Wichita Country Club returns to the spotlight

The casual pace of member activity at Wichita Country Club suggested Tuesday could have been like many other weekdays at the east-side facility.

Soft music played in the clubhouse while a small number of female golfers made their way to the course, accompanied by a steady morning breeze that fended off the late summer humidity.

But around every turn was evidence of the next milestone in the 110-year-old club's rich history. Two workers steadied themselves on the awning of a large green scoreboard near the first tee, displaying the U.S. flag and those from five other countries.

Inside the pro shop, a colorful merchandise display occupied a prominent spot in the middle of the room. And near one of the club's front entrances, a sterling Revere bowl sat atop a registration table, waiting to be claimed.

The bowl will be awarded Sept. 30 to one of 132 golfers who will compete in the 24th U.S. Women's Mid-Amateur. The six-day championship, conducted by the U.S. Golf Association, begins at 8 a.m. Saturday on the 6,209-yard, par-72 layout.

Less than 18 months after announcing Wichita Country Club as the Women's Mid-Amateur host site, the USGA will conduct its 20th championship in Kansas and third at WCC. The USGA had previously selected The Philadelphia Cricket Club in Flourtown, Pa., to host this year's championship. But due to an accelerated time line for a planned course renovation, the club asked to be released from its obligation.

So while 41 years have passed since the state's oldest private club hosted a USGA event, the planning time for this one was abbreviated.

"We have 16 host committees that are chaired by club members and a couple staff members," said Cary Cozby, WCC's chief executive officer and golf professional. "We've been meeting throughout the year. There's been a lot of work behind the scenes that's not visible to our membership.

"Where it started to become visible was Sunday, when we started putting the carts on the paths."

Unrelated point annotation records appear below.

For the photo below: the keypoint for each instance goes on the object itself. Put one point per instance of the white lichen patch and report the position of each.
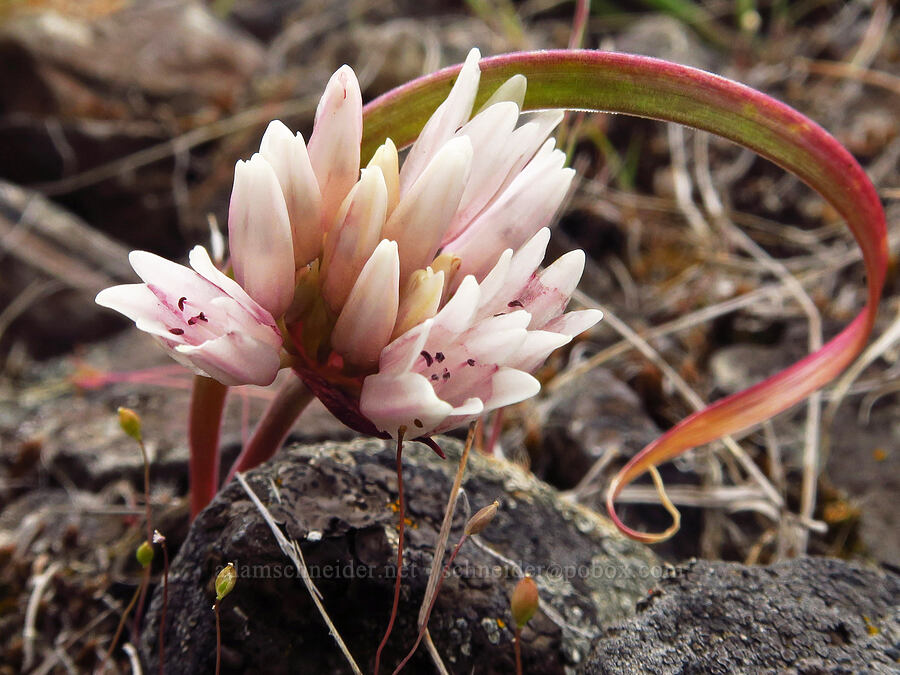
(491, 629)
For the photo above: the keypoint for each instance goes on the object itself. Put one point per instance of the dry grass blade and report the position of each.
(292, 550)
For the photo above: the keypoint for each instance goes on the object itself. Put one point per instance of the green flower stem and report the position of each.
(207, 404)
(645, 87)
(274, 426)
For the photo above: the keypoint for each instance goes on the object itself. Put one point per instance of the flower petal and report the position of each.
(400, 355)
(528, 204)
(386, 159)
(443, 123)
(404, 400)
(351, 243)
(425, 210)
(420, 300)
(287, 155)
(547, 295)
(512, 90)
(521, 269)
(259, 234)
(334, 142)
(573, 323)
(234, 359)
(511, 386)
(367, 319)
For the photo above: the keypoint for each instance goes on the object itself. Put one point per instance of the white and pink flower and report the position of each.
(203, 319)
(411, 294)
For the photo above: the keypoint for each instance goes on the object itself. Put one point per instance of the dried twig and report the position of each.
(29, 633)
(292, 550)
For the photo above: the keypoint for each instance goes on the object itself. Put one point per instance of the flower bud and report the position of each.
(144, 554)
(524, 601)
(130, 422)
(482, 519)
(225, 581)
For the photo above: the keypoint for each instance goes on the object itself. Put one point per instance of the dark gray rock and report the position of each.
(593, 414)
(336, 500)
(811, 615)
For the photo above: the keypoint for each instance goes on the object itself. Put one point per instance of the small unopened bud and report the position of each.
(144, 554)
(225, 581)
(482, 519)
(524, 602)
(130, 422)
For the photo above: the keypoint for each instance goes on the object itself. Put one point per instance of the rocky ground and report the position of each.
(119, 125)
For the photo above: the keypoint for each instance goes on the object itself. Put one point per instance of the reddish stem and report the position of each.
(218, 637)
(518, 649)
(437, 590)
(162, 616)
(274, 426)
(402, 512)
(207, 404)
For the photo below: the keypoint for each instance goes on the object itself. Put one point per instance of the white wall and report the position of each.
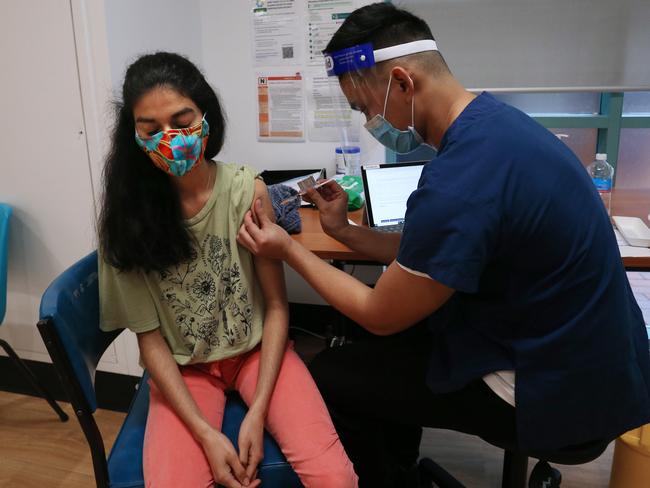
(45, 172)
(147, 26)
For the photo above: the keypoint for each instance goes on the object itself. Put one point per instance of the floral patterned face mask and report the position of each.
(176, 151)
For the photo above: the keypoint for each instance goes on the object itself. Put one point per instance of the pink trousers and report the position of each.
(297, 419)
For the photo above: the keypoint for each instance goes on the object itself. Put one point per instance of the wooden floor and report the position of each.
(38, 450)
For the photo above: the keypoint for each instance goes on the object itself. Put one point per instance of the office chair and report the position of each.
(515, 466)
(5, 214)
(69, 325)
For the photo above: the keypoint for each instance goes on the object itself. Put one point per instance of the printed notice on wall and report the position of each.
(328, 112)
(276, 33)
(281, 111)
(323, 19)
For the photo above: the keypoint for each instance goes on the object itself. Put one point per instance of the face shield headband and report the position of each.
(363, 56)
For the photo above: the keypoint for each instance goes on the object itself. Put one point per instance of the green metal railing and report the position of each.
(609, 122)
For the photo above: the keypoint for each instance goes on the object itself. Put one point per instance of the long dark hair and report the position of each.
(141, 223)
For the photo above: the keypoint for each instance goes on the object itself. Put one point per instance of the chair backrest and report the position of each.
(5, 213)
(71, 305)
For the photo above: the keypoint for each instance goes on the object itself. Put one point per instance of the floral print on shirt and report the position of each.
(208, 298)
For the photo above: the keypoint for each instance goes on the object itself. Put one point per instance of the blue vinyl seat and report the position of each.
(69, 325)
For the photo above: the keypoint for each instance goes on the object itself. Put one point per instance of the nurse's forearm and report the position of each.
(379, 246)
(339, 289)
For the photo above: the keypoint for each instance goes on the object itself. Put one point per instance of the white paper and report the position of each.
(628, 251)
(277, 39)
(328, 112)
(323, 19)
(281, 108)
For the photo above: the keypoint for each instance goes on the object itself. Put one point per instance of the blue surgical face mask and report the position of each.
(400, 141)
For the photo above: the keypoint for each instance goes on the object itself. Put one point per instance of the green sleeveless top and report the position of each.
(208, 309)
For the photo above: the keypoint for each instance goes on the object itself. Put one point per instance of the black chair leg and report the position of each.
(33, 380)
(432, 472)
(515, 470)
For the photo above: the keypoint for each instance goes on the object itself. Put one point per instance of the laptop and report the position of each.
(387, 187)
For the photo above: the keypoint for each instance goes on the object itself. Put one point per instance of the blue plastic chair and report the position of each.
(5, 215)
(69, 325)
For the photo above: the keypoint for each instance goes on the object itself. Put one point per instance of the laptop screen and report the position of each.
(387, 188)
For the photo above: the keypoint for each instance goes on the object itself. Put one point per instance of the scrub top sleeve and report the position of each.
(447, 238)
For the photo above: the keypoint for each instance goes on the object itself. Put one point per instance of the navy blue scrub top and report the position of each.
(507, 216)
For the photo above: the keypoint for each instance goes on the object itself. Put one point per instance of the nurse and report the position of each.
(505, 306)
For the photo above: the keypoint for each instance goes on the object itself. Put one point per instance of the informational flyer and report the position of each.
(323, 19)
(277, 38)
(328, 112)
(281, 110)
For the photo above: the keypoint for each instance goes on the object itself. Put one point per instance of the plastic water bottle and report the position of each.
(348, 160)
(601, 173)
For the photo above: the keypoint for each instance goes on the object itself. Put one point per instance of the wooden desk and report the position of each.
(313, 238)
(632, 203)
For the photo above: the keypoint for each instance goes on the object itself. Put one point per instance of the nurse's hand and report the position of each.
(261, 236)
(332, 203)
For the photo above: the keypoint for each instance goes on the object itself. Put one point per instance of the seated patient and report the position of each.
(209, 316)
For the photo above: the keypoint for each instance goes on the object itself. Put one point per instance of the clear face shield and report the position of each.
(357, 83)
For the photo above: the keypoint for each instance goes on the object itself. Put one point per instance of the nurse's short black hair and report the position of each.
(383, 24)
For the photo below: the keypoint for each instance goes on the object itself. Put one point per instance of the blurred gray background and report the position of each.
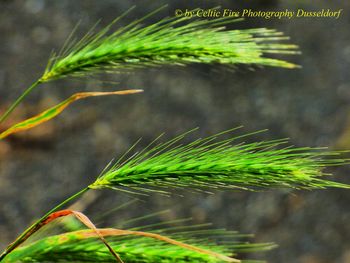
(40, 168)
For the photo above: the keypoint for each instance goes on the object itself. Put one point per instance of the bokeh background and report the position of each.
(40, 168)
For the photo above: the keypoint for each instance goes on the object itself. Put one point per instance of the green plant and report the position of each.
(204, 163)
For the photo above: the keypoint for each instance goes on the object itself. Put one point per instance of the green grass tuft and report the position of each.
(171, 41)
(212, 163)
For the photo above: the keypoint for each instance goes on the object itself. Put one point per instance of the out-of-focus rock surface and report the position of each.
(309, 105)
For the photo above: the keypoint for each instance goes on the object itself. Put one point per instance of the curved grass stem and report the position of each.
(19, 100)
(34, 226)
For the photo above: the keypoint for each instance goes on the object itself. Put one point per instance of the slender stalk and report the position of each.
(19, 100)
(29, 230)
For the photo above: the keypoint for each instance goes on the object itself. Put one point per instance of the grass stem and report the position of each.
(19, 100)
(34, 226)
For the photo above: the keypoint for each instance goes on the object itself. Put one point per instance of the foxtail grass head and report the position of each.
(211, 163)
(170, 41)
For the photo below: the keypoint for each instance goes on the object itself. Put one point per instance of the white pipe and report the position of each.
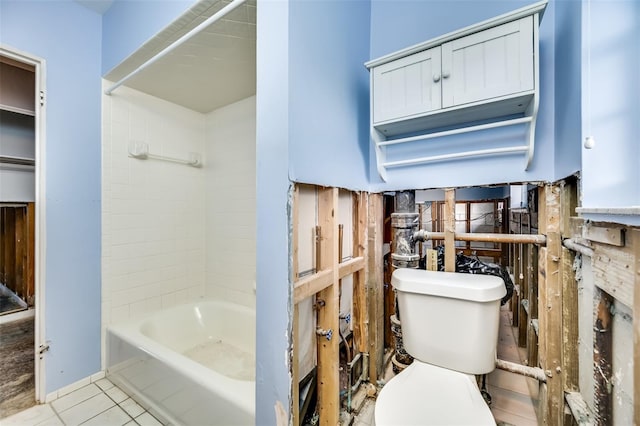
(478, 153)
(458, 131)
(577, 247)
(213, 18)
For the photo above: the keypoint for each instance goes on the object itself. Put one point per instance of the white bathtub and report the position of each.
(189, 365)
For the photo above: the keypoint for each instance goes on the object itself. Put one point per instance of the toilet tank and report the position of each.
(450, 319)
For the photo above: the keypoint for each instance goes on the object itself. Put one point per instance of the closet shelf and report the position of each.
(17, 110)
(18, 161)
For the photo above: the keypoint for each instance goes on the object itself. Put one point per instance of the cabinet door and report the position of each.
(407, 86)
(489, 64)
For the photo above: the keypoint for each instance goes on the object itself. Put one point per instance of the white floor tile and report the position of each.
(116, 394)
(132, 407)
(52, 421)
(147, 419)
(114, 416)
(30, 416)
(86, 409)
(75, 397)
(104, 384)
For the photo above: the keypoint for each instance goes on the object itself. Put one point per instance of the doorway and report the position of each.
(21, 225)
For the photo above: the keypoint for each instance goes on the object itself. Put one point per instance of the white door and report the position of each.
(407, 87)
(39, 111)
(489, 64)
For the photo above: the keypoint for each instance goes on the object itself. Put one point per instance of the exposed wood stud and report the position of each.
(569, 322)
(360, 327)
(602, 359)
(375, 286)
(449, 230)
(295, 368)
(636, 327)
(532, 273)
(328, 350)
(550, 311)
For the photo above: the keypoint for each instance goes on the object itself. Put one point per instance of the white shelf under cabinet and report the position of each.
(487, 72)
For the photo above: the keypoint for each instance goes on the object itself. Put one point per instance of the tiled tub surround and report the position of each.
(192, 364)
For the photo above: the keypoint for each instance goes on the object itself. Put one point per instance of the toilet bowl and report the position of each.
(450, 326)
(424, 394)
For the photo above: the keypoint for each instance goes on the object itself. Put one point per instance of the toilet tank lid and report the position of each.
(455, 285)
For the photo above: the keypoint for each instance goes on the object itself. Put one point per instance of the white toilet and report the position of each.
(450, 326)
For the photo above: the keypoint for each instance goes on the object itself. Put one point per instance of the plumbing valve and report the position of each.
(326, 333)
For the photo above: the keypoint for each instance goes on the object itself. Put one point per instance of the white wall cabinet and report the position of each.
(485, 72)
(487, 65)
(407, 87)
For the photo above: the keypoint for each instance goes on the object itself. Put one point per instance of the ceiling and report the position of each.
(215, 67)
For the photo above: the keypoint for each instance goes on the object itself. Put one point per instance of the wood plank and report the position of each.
(21, 252)
(312, 284)
(360, 303)
(610, 234)
(635, 237)
(602, 358)
(328, 348)
(295, 350)
(569, 323)
(522, 309)
(613, 270)
(350, 266)
(31, 253)
(532, 335)
(551, 300)
(579, 409)
(449, 230)
(375, 286)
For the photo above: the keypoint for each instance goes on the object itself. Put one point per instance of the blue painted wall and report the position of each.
(568, 95)
(329, 97)
(68, 37)
(611, 103)
(396, 25)
(127, 25)
(273, 280)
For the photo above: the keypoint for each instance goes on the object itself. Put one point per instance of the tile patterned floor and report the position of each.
(97, 404)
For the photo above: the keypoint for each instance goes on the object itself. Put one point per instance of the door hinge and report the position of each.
(42, 349)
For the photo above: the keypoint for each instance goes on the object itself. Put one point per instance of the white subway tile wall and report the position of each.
(231, 202)
(173, 233)
(153, 212)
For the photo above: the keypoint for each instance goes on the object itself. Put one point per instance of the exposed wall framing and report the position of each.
(323, 286)
(17, 249)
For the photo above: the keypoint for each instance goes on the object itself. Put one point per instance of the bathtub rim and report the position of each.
(235, 390)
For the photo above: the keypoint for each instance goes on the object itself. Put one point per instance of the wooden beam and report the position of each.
(312, 284)
(295, 350)
(550, 319)
(611, 235)
(569, 323)
(579, 409)
(491, 238)
(328, 348)
(636, 326)
(31, 253)
(375, 286)
(532, 335)
(449, 230)
(360, 303)
(602, 358)
(351, 266)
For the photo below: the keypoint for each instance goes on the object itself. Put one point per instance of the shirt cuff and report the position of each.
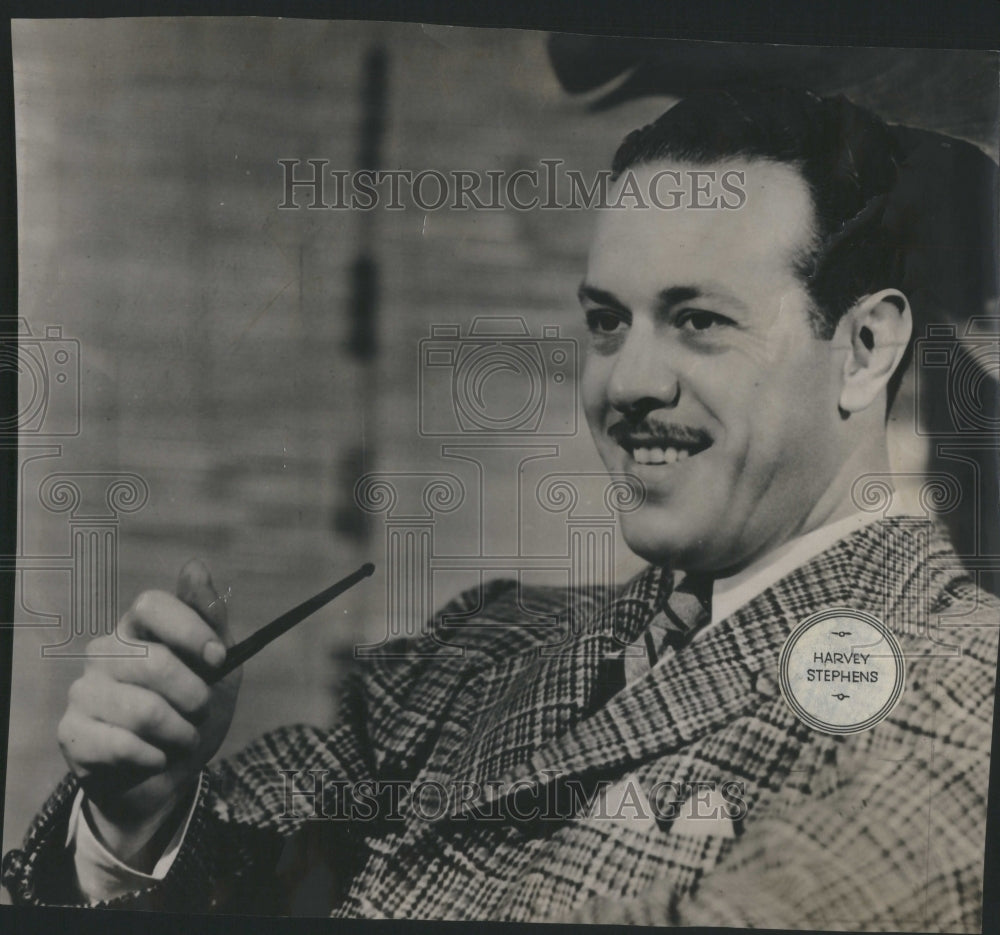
(102, 876)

While hosting such an event creates temporary inconveniences for members, the Women's Mid-Amateur, for golfers 25 and older, adds to the club's already strong tradition. The first USGA championship at Wichita Country Club was the 1955 U.S. Women's Open, won by Fay Crocker. In 1969, Curtis Person Sr. successfully defended his U.S. Senior Amateur crown.

Wichita Country Club, which produced former USGA president Judy Bell, has also been the site for many other prestigious amateur tournaments. Former PGA Tour commissioner Deane Beman won the 1960 Trans-Mississippi title, and longtime tour player Lanny Wadkins captured the 1970 Western Amateur at WCC.

"It continues to be recognized as a good test of golf," said Duke Evans, a longtime club member who played for Oklahoma State when it won the 1963 NCAA Championship at WCC. "It's a good thinking course, and that's the ace in the hole. The women will have to go back to the strategy it was designed for."

The Women's Mid-Amateur field features 112 golfers who qualified in 25 sectional tournaments across the country in late August and early September. Twenty players, including defending champion Martha Leach of Hebron, Ky., were exempt from qualifying by virtue of their play in past USGA championships. Leach is a younger sister of three-time U.S. Women's Open champion Hollis Stacy.

After practice rounds Thursday and Friday, the competitors begin what they hope will be a six-day journey toward a title.

"It's good for the game, it's good for the city and it's good for women's golf," Cozby said. "I like having it here from a pride standpoint for the club. Not many places get to host a national championship."